Wenn langsam die Luft der Spielzeit entweicht, sich auf den Theaterplänen die Hinweise auf die letzten Vorstellungen vieler Produktionen häufen, sammelt die Saison zugleich noch einmal alle Energie, um beim jährlichen Theatertreffen aufzutrumpfen. Waren es sonst stets die berühmten üblichen Verdächtigen, ist diesmal das Programm erstaunlich souverän gemischt. Zwar gibt’s auch heuer die berühmten großen Theater wie die Wiener Burg. Aber auch das Ballhaus Naunynstraße ist dabei und eine Produktion der freien Performancegruppe She She Pop.

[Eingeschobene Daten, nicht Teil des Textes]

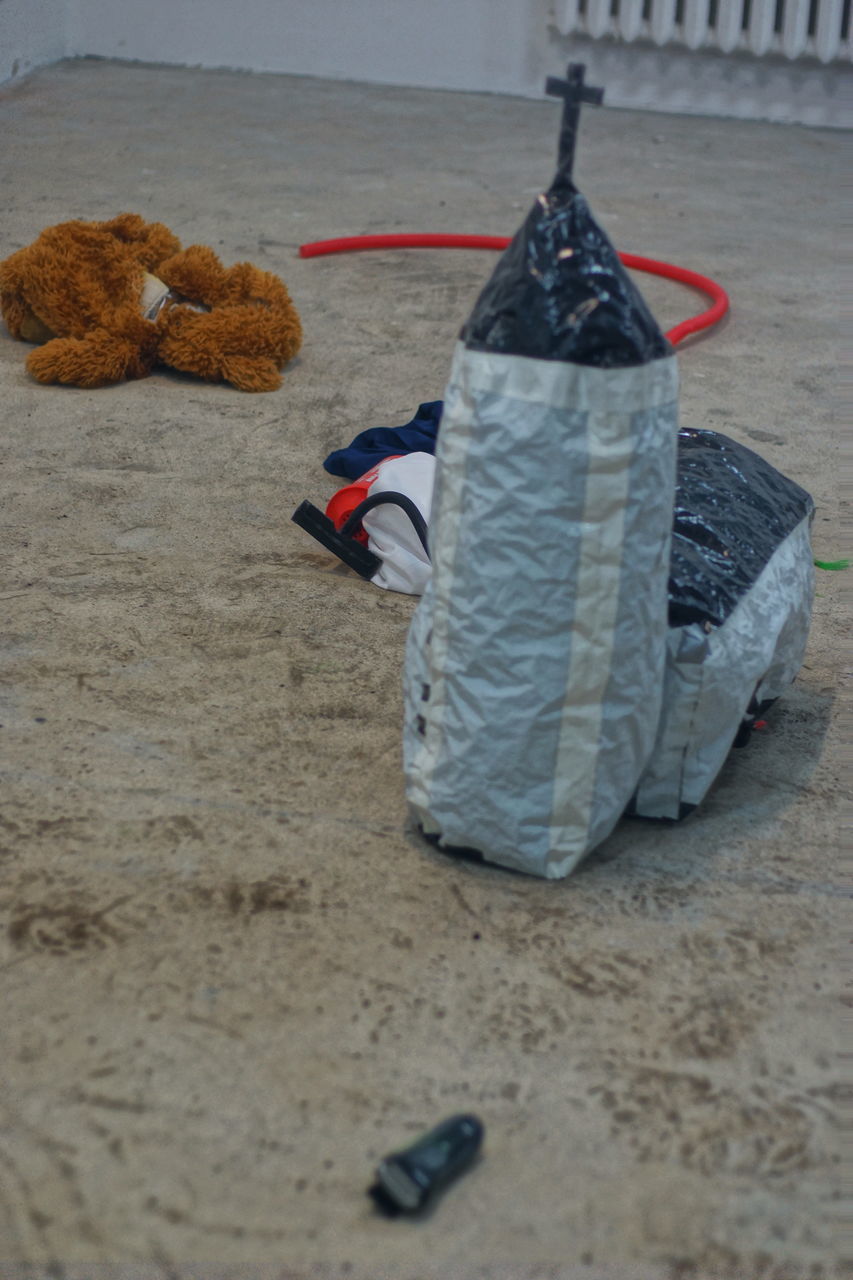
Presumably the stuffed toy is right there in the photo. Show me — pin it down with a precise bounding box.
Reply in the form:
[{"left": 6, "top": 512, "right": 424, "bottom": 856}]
[{"left": 0, "top": 214, "right": 302, "bottom": 392}]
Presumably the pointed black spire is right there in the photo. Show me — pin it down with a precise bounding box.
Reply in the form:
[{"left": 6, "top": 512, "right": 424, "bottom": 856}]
[{"left": 546, "top": 63, "right": 605, "bottom": 178}]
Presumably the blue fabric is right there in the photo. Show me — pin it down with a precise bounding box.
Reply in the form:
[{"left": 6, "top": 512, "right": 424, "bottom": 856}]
[{"left": 323, "top": 401, "right": 444, "bottom": 480}]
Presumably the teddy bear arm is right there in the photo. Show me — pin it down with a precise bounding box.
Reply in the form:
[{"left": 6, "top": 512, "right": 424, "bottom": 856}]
[
  {"left": 160, "top": 306, "right": 298, "bottom": 392},
  {"left": 95, "top": 214, "right": 181, "bottom": 271},
  {"left": 27, "top": 329, "right": 151, "bottom": 388}
]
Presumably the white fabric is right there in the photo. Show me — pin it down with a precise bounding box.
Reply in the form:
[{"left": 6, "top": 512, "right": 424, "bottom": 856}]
[{"left": 361, "top": 453, "right": 435, "bottom": 595}]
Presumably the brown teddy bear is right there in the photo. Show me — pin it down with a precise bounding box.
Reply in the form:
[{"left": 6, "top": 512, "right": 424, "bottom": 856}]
[{"left": 0, "top": 214, "right": 302, "bottom": 392}]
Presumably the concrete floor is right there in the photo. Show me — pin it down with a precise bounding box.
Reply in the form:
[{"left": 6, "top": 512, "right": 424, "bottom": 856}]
[{"left": 0, "top": 61, "right": 850, "bottom": 1280}]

Star der diesjährigen TT-Edition ist, die Spatzen pfeifen es längst von den Dächern, der Schauspieler, Medienkünstler und Regisseur Herbert Fritsch, der mit gleich zwei Inszenierungen vertreten ist: Gerhart Hauptmanns „Der Biberpelz“, in Schwerin entstanden, und Henrik Ibsens „Nora“ vom Theater Oberhausen – beides Mal unterläuft Fritsch die gutmenschlichen wie klischeehaften sozialkritischen Menschenbilder dieser beiden Klassiker des naturalistischen Theaters mit den Mitteln der Groteske. Gleichzeitig fügt er den kritisierten Verhältnissen auf diesem Weg mit geradezu diabolischer Schärfe eine Horrorvision ihrer Abgründe hinzu, und zwar eine schrecklich komische. Das Theatertreffen wird am Freitag mit Katrin Beiers Kölner Jelinek-Trilogie „Das Werk / Im Bus / Ein Sturz“ im Haus der Berliner Festspiele eröffnet.

Wer sich in Wilmersdorf nicht in die Schlacht um die noch vorhandenen Restkarten stürzen will, kann ans andere Ende der Stadt in die Schaubude reisen. Dort ist mit Frank Soehnle einer der bekanntesten deutschen Figurentheatermacher zu Gast. Sein „Theater des Lachens“ präsentiert mit Marionetten, die von ferne an die Skulpturen Alberto Giacomettis erinnern, eine Variation über Heinrich von Kleists berühmten Essay „Über das Marionettentheater“.

■ Theatertreffen: 6.–23. Mai, Programm: www.berlinerfestspiele.de

■ „Kleist – Über das Marionettentheatern“: Die Schaubude, Fr.–So.